Les zamindars territoriaux ont eu des puissances juridiques. Naturellement, le juger-magistrature, comme élément d'autorité de l'État a conféré statut avec la puissance propre, qui leur a vraiment fait les seigneurs de leurs domaines. Ils ont tenu les cours régulières, appelées l'adalat de zamindari. Les cours leur ont cherché non seulement la puissance et le statut mais un certain revenu aussi bien par des fines, des présents et le casuel . Les zamindars petits ont également eu une certaine part dans la dispense de la justice pénale civile et. Le Chowdhurys qui étaient des zamindars dans la plupart des cas, a eu l'autorité à traiter les plaintes des dettes, des vols et des querelles petites et pour infliger de pauvres fines.

Ère britannique

Le Zamindar était le nom des propriétaires en Inde coloniale.

Le système de Zamindari de était une manière de percevoir des impôts des paysans. Le zamindar a été considéré un seigneur, et percevrait tous les impôts sur ses terres et puis remettrait les impôts perçus aux autorités britanniques (gardant une partie pour se). Les similitudes au féodalisme médiéval du sont évidentes.

Sous les Anglais, elles ont ressemblé à la noblesse débarquée (bien qu'elles ont vécu les vies pareillement privilégiées sous le Mughals) et se sont parfois dénommées comme petits rois de , ou des rajahs. Un certain nouveau Zamindars étaient de vieux rajahs. Beaucoup sont descendus des spéculateurs de revenu de XVIIIème siècle et des aventuriers militaires. Plusieurs familles sont de lignée très antique, comme ceux ascendance de revendication de Gujjar et avaient toujours été les gouverneurs indépendants à des périodes plus tôt de l'histoire indienne. Elles intermarried fréquemment avec les familles ruling des états princiers . Leurs locataires numérotés des douzaines à beaucoup de milliers, et en vertu de la loi impériale, ont dû payer le loyer à Zamindars pour maintenir des droites à leur terre.

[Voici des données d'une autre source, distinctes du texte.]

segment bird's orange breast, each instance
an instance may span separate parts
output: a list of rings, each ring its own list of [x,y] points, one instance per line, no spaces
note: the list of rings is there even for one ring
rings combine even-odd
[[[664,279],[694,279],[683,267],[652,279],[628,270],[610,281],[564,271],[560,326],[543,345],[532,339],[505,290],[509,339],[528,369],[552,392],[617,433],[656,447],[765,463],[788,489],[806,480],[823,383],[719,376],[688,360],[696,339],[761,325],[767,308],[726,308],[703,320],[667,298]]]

Les manoirs de Zamindari étaient généralement de grandes, spacieuses maisons établies de la pierre et du bois de teck, avec un porche enveloppant et des salles menant au loin à partir d'une grande cour centrale, bien que ceci ait varié avec la région. Le manoir était une partie d'un vaste domaine

Par le système de Zamindari tous les terrains publics ont été apportés sous la commande du Zamindar.

Après cloison en Inde

Le système de Zamindari a été la plupart du temps supprimé en Inde peu après son indépendance. La limite est habituellement associée à l'aristocratie pendant que des zamindars sont encore considérés de la noblesse débarquée. Zamindars tendent à se marier dans des familles de la même classe sociale ; cependant, là ont été des cas des nobles appauvris se mariant dans les familles riches sans des titres (ceci est parfois considéré mariage dans la même classe sociale, même si l'autre famille n'est pas de la noblesse).

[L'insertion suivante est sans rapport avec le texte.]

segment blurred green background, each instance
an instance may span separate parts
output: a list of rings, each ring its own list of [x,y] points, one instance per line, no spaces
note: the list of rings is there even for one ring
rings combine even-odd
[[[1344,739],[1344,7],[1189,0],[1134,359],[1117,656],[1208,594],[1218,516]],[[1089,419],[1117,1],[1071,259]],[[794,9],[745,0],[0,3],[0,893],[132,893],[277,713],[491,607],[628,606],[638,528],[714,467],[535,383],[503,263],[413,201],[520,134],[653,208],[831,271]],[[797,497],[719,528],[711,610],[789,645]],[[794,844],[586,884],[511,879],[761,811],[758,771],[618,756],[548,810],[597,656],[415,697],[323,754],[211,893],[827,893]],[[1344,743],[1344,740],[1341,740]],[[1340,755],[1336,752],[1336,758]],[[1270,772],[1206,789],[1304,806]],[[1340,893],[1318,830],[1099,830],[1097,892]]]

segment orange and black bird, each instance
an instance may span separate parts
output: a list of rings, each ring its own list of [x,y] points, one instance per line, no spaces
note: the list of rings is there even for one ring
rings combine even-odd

Après cloison dans le Pakistan Oriental (jour actuel Bangladesh)

L'abolition du système de Zamindari (qui ont divisé la société en seigneurs, propriétaires de propriété, et hommes du peuple, utilisateurs de propriété) dans le Pakistan Oriental ( 1950 ) était une borne limite importante dans le mouvement du Bangladesh à un " ; le state" des personnes ;.

Au Pakistan occidental (jour actuel Pakistan)

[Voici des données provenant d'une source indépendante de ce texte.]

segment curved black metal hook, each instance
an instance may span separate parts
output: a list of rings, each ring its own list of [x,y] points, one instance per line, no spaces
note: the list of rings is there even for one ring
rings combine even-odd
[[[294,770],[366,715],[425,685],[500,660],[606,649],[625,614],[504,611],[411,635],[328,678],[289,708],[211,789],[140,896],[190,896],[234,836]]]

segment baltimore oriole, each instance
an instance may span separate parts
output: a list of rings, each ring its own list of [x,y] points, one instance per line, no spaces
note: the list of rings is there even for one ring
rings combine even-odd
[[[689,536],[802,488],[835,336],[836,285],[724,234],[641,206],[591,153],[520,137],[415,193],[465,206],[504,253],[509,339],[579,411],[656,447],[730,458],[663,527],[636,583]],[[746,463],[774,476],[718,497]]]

En jour actuel Pakistan le système de Zamindari est encore présent, particulièrement dans les provinces du Sindh et du Pendjab . Zamindars sont connus par différentes limites dans différentes provinces. Dans Sindh, par exemple, zamindars sont connus comme « Wadera », alors qu'au Pendjab, différentes limites telles que « Chauhdari », « Lambardar », « Sardar » et « Malik » sont employés. Le Ghosh étaient un clan important de ce système.